Da leitura de tal dispositivo, entendem a doutrina e a jurisprudência que o testamento cerrado se revoga quando aberto pelo próprio testador ou por outrem, com o consentimento daquele, uma vez que se presume o propósito do testador de revogá-lo[12].
Contudo, tal presunção é afastada quando inexiste consentimento do testador, hipótese em que o testamento pode ter sido aberto inadvertidamente ou proposital e maliciosamente.
Nesses últimos casos, entende a doutrina que:
“Considerar-se-á revogado o testamento cerrado que vier a ser aberto pelo testador. Presume o legislador que, nestas condições, o seu autor pretendeu revogá-lo. No entanto, se for encontrado aberto após o falecimento de seu autor, deverá o magistrado a quem se o apresentar determinar a verificação desta situação, para que reste apurado se foi aberto inadvertidamente ou até mesmo maliciosamente por quem o encontrou, ou por qualquer outra pessoa. Se assim restar provado, e porque não foi o testador quem o abriu, o juiz o considerará válido e ordenará o seu cumprimento.”[13]
No mesmo sentido:
“A lei estabelece que a abertura ou dilaceração do testamento cerrado implica revogação, se feita pelo testador ou com sua aquiescência. A regra geral é que testamento rasgado pelo testador, ou a seu mandado, demonstra sua vontade de revogar. A vontade de revogar não é expressa, mas se manifesta pelas circunstâncias. Se a cédula foi fortuitamente aberta ou dilacerada, não opera a presunção. A questão passa ao campo probatório. Cabe aos interessados provar a eficácia ou ineficácia do testamento. Se não houver acordo entre os interessados, não estando clara a intenção do testado, só a ação, com contenciosidade, deslindará a questão. O juiz não pode determinar o cumprimento do testamento que não se apresenta intacto (art. 1.125 do CPC). Se a presunção não fosse relativa, não precisaria o Código Civil referir-se à hipótese, porque o testamento cerrado que não se apresentar intacto está nulo. A lei criou, no entanto, uma possibilidade de que valha a cédula. O exame da prova nesse caso deve ser muito rigoroso, porque a situação facilita a fraude. Entendeu a lei não ser absoluta a presunção no tocante a esse requisito de validade do testamento cerrado. Abre possibilidade ao juiz de aparar injustiças.” [14]
Ainda sobre o art. 1.972:
“O artigo menciona a hipótese de abertura ou dilaceração do testamento cerrado pelo próprio testado ou ainda por terceira pessoa, com o consentimento do testado, casos em que teremos a revogação real. Nestes casos, há presunção do legislador da intenção do testador de revogar o testamento. A doutrina denomina esse ato de revogação presumida. Esta orientação tem sido firmada por nossos tribunais, cabendo à parte interessada, ou seja, ao herdeiro ou legatário beneficiário do testamento, a prova por todos os meios admitidos em lei de que a abertura ou dilaceração foi acidental ou realizada por terceiro. O testamento cerrado apresenta riscos, porquanto qualquer pessoa poderá abri-lo ou dilacerá-lo com o objetivo de contar com a presunção de revogação ditada pelo artigo em comento.”[15]
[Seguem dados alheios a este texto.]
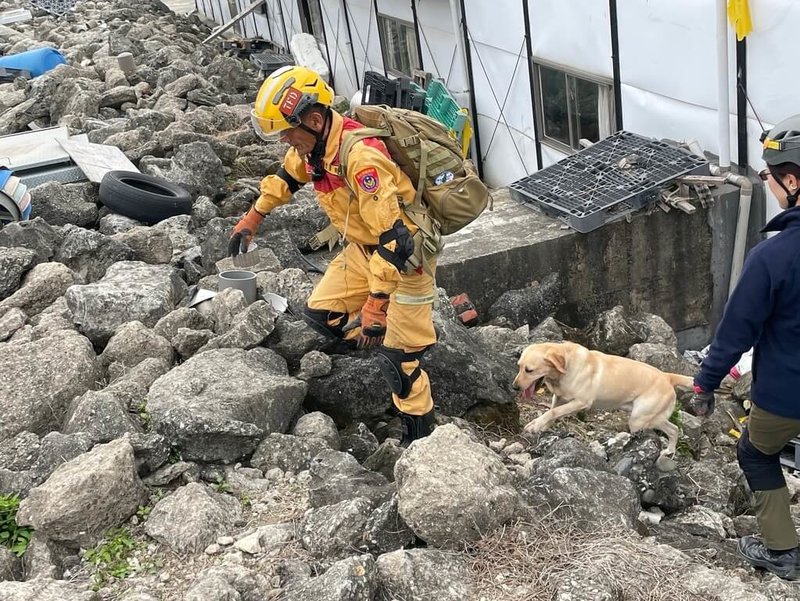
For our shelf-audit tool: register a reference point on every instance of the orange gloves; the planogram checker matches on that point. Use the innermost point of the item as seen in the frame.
(373, 320)
(243, 232)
E Silvio Rodrigues, em seu livro:
“Tal é a orientação certa. Aparecendo dilacerado ou aberto o testamento cerrado, deve o juiz julgá-lo revogado, a menos que os interessados, de maneira veemente, comprovem que a abertura foi feita contra a vontade do testado, possivelmente por terceiros, a qual ela aproveitava.” [16]
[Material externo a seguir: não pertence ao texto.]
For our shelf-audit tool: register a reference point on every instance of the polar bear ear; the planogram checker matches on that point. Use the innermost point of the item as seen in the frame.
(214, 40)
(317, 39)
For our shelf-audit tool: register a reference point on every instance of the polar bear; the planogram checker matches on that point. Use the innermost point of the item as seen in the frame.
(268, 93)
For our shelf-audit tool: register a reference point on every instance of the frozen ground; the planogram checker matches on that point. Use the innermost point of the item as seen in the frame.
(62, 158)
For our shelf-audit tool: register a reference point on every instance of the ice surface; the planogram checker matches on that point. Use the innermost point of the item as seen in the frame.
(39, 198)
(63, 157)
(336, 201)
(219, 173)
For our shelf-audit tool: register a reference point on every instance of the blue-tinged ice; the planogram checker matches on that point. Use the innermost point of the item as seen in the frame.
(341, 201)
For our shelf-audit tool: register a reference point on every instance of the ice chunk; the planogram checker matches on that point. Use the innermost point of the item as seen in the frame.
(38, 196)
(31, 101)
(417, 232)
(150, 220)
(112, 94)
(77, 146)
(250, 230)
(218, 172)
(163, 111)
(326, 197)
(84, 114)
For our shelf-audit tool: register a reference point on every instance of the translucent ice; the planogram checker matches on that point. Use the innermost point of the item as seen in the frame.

Por sua vez, Orlando Gomes:
“Cabendo ao juiz, e somente a ele, abri-lo, evidente se torna que, se lhe for apresentado testamento já aberto, deve de logo decretar sua nulidade, denegando a ordem de cumprimento, não sob o entendimento, meramente conjectural, de que foi inutilizado pelo testador com o propósito de inutilizá-lo, mas porque, quebrado o sigilo, não subsiste o testamento, a menos que se prove ter sido intencionalmente violado por pessoa interessada em dar causa à nulidade.” [17]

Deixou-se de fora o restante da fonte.